Health Care & Financial Decisions.  In North Carolina, as in most states, the age of majority is 18 years of age.  In addition to being able to vote, 18-year-olds gain the right to enter into binding contracts and the right to make their own financial and health care decisions.  Unfortunately, many parents fail to realize that when their child reaches the age of majority, parents no longer have the legal authority to make those decisions for their children.

Nothing could be more frustrating to a parent than being unable to make critical health care decisions for a child who has turned 18. While some health care institutions might allow health care decisions to be made by the parent of an unmarried child over 18, parents can eliminate the risk that the their input may not be sought or considered by having their child sign a Health Care Power of Attorney (HCPOA).
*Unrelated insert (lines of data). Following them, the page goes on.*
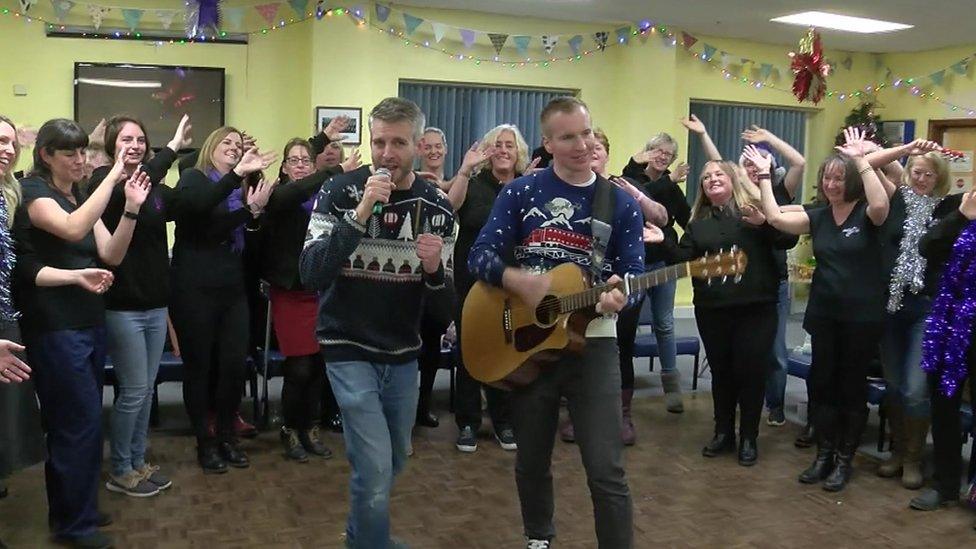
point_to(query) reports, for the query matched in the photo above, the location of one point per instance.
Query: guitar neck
(639, 283)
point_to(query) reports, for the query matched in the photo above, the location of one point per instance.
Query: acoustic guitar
(504, 342)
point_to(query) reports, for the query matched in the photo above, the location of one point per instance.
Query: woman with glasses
(294, 310)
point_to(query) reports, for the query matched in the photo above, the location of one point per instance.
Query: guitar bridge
(507, 321)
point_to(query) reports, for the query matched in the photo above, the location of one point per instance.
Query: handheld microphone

The HCPOA should grant broad authority to one or both parents and include a “back-up” agent who can step in if no parent is available to make health care decisions. The child should keep a copy of this important document, and the parents keep the original.

In addition to a HCPOA, parents should ask their child to sign a HIPAA Authorization that authorizes the parents to obtain protected health care information in the possession of a health care provider.  Click on the link to learn more about this important document.

  

Finally, in order for parents of children 18 or older to have legal authority to make financial decisions, parents need to ask their children to sign a Financial Power of Attorney.  Click on the link to learn more.

 

FERPA Release.  For children heading off to college, there is another important legal issue that parents need to address.  Under the Family Educational Rights & Privacy Act (FERPA), parents have the right to obtain their children's education records if the child has not turned 18 or started their post-secondary education.  However, as soon as a child attains age 18 or begins matriculation at a post-secondary educational institution, parents lose the right to access their child's education records without a release signed by the child.

 

There is an exception that, if adopted as the policy of the educational institution, allows the institution to provide education records to parents who claim the child as a dependent on their tax return.  Since educational institutions are not required to follow that exception, parents should not rely on it.  Instead, parents who wish to receive their children's education records should ask their children to sign a FERPA release and send the original to the school.